Re: Line noise filters

July 6th, 2020, 11:25 pm

Walt, it may ineed be that, but with the inputs shorted, where's the loop? I've suggested cheater plugs which he will try, but I suspect the loft room of the condo where the stereo is is on a circuit with some dimmers. This wasn't a problem until the hot weather hit.

Re: Line noise filters

July 7th, 2020, 6:55 am

If it is a 120 Hz hum it is probably not dimmer noise. That is generally higher frequency hash from current spikes as the triac turns on. The chokes they use in common dimmers to suppress the spikes are pitiful at best.

Re: Line noise filters

July 7th, 2020, 6:58 am

tomp wrote:If it is a 120 Hz hum it is probably not dimmer noise. That is generally higher frequency hash from current spikes as the triac turns on. The chokes they use in common dimmers to suppress the spikes are pitiful at best.


The problem is I'm not there to hear it, I have to rely on his description. If it *is* noise from his ceiling fans, is there something that will isolate the amps from it?

Re: Line noise filters

July 7th, 2020, 8:45 am

Grover Gardner wrote:Walt, it may ineed be that, but with the inputs shorted, where's the loop? I've suggested cheater plugs which he will try, but I suspect the loft room of the condo where the stereo is is on a circuit with some dimmers. This wasn't a problem until the hot weather hit.

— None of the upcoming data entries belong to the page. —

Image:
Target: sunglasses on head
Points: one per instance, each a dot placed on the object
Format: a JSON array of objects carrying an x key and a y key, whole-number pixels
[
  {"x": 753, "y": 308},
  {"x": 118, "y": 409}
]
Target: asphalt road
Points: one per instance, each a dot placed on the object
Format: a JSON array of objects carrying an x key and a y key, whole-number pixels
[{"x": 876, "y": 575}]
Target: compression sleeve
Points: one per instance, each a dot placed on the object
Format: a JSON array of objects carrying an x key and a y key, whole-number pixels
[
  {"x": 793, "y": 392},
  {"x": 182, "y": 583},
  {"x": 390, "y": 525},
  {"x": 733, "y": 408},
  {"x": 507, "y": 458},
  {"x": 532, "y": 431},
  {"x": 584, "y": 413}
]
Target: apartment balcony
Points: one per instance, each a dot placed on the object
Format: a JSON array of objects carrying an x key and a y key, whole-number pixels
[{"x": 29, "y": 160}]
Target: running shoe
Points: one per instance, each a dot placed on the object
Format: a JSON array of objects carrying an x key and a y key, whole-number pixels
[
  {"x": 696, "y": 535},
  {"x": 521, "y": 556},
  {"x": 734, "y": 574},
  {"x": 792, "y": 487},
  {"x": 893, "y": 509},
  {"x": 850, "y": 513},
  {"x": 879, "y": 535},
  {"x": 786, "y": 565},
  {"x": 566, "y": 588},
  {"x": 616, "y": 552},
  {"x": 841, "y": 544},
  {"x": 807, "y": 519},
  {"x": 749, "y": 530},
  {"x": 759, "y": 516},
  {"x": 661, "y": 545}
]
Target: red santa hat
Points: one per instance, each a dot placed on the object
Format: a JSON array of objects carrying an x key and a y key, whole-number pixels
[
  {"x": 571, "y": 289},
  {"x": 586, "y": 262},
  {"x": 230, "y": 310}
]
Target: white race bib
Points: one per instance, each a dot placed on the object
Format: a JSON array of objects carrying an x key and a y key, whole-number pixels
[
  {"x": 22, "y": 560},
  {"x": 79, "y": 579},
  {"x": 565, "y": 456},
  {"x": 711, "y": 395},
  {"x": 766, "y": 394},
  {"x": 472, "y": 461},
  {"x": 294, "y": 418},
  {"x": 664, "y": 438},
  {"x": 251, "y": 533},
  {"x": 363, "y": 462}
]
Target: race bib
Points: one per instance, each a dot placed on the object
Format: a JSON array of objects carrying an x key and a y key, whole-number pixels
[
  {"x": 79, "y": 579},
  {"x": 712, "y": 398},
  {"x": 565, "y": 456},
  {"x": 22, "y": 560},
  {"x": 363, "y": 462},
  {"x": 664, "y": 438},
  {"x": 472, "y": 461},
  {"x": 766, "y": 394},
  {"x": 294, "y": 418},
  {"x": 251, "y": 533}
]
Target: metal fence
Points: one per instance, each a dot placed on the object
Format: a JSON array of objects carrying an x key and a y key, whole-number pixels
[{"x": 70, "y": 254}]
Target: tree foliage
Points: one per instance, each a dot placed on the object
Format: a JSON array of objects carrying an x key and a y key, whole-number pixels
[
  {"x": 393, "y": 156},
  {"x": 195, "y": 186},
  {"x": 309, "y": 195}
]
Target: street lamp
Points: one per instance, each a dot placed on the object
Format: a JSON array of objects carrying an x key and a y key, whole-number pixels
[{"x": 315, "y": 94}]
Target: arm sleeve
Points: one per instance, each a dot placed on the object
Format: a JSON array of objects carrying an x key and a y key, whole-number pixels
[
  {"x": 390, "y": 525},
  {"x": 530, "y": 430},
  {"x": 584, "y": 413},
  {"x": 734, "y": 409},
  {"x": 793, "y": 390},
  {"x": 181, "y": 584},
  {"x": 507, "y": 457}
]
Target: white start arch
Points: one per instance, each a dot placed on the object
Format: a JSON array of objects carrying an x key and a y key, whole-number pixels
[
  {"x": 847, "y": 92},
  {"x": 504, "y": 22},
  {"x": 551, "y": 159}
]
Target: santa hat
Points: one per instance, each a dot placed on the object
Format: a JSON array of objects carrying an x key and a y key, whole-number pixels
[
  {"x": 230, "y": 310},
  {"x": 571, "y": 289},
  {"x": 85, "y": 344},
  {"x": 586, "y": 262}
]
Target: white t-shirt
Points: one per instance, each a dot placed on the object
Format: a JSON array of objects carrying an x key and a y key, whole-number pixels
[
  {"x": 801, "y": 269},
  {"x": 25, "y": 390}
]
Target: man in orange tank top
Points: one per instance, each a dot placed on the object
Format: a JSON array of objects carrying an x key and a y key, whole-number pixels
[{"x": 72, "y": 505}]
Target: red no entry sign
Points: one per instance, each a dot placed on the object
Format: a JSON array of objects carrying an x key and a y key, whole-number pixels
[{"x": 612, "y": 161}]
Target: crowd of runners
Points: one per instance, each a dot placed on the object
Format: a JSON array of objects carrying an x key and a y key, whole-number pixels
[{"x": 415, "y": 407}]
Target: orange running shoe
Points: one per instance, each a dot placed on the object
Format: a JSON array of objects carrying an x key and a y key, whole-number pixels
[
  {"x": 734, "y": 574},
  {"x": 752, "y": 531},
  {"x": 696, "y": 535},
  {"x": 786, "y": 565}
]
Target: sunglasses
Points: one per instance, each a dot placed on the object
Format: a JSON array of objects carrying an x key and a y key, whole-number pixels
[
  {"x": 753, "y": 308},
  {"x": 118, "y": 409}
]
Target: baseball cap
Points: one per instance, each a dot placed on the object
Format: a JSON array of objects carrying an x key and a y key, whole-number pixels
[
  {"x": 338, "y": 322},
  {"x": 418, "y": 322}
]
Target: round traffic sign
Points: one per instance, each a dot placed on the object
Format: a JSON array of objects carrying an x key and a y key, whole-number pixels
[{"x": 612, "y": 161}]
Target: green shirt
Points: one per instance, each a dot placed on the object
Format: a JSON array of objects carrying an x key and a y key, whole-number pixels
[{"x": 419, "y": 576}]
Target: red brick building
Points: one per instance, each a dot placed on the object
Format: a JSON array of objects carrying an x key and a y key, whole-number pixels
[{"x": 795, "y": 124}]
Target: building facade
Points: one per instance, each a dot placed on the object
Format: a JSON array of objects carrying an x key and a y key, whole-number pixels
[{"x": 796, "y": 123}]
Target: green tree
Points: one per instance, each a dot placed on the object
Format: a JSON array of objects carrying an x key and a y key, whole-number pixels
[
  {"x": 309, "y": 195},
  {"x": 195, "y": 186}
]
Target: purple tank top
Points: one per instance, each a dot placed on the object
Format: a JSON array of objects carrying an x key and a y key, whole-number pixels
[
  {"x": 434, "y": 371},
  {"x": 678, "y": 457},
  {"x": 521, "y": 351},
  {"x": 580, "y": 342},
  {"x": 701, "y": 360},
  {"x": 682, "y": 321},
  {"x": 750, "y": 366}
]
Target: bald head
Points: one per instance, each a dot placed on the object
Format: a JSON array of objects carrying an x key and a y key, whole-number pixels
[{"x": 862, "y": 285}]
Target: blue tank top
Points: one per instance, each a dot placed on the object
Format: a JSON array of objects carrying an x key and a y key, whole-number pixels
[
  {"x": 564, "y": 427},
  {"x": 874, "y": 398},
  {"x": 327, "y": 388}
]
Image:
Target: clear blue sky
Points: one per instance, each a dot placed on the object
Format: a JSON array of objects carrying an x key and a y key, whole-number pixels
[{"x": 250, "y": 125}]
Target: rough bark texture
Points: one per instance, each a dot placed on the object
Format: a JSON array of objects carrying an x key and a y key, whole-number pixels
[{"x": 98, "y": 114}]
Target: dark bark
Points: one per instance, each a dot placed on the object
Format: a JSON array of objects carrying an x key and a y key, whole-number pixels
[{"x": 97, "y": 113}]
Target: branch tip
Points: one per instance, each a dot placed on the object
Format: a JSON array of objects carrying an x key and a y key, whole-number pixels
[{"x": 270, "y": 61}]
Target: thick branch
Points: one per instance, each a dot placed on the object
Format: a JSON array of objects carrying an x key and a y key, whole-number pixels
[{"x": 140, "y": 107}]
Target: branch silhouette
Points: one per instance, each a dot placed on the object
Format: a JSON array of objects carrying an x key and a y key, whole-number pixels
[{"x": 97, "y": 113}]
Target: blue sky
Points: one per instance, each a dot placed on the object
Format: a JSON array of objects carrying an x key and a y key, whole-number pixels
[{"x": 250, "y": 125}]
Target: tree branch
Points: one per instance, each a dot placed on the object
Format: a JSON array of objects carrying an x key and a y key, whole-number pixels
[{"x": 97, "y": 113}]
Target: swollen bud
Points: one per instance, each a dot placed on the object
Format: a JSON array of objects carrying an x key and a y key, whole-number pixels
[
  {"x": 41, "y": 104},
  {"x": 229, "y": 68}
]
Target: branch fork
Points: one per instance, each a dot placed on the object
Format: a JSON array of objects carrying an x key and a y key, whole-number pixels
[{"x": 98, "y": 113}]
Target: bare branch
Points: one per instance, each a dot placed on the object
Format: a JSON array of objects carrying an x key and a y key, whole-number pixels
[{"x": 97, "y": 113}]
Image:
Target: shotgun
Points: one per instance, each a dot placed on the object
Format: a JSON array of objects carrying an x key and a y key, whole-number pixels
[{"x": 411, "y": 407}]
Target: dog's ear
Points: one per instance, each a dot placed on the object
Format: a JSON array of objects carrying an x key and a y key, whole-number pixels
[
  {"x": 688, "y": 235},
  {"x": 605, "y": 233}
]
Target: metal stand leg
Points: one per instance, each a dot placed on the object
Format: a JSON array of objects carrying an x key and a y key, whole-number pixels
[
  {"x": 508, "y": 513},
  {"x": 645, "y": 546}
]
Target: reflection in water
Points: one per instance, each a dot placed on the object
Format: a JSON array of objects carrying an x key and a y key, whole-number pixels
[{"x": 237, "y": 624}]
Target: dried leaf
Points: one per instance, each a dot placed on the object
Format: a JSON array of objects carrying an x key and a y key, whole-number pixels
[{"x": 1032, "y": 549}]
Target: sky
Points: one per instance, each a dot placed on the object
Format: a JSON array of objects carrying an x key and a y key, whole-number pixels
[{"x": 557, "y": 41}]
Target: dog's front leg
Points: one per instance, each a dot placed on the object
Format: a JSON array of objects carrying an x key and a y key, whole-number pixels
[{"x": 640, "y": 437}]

Although I hate to suggest it -- it might be an issue with the power-supply filter capacitors. Aluminum electrolytic caps can be very reliable, yet sneaky. Default failure can be an internal short (very nasty) or an "open" condition where the measured capacitance drops like a stone. Why an open condition? I don't know, but I have experienced it especially if it cannot work with the amount of ripple current it has to deal with. I found that power supply capacitor ratings do not stop at size, WVDC, and temperature. I found that a major rating that goes unnoticed is ripple-current capability. If undersized that way even 105-degree C rated caps can get into trouble. It can start with a relatively benign hum at first --then all bets are off.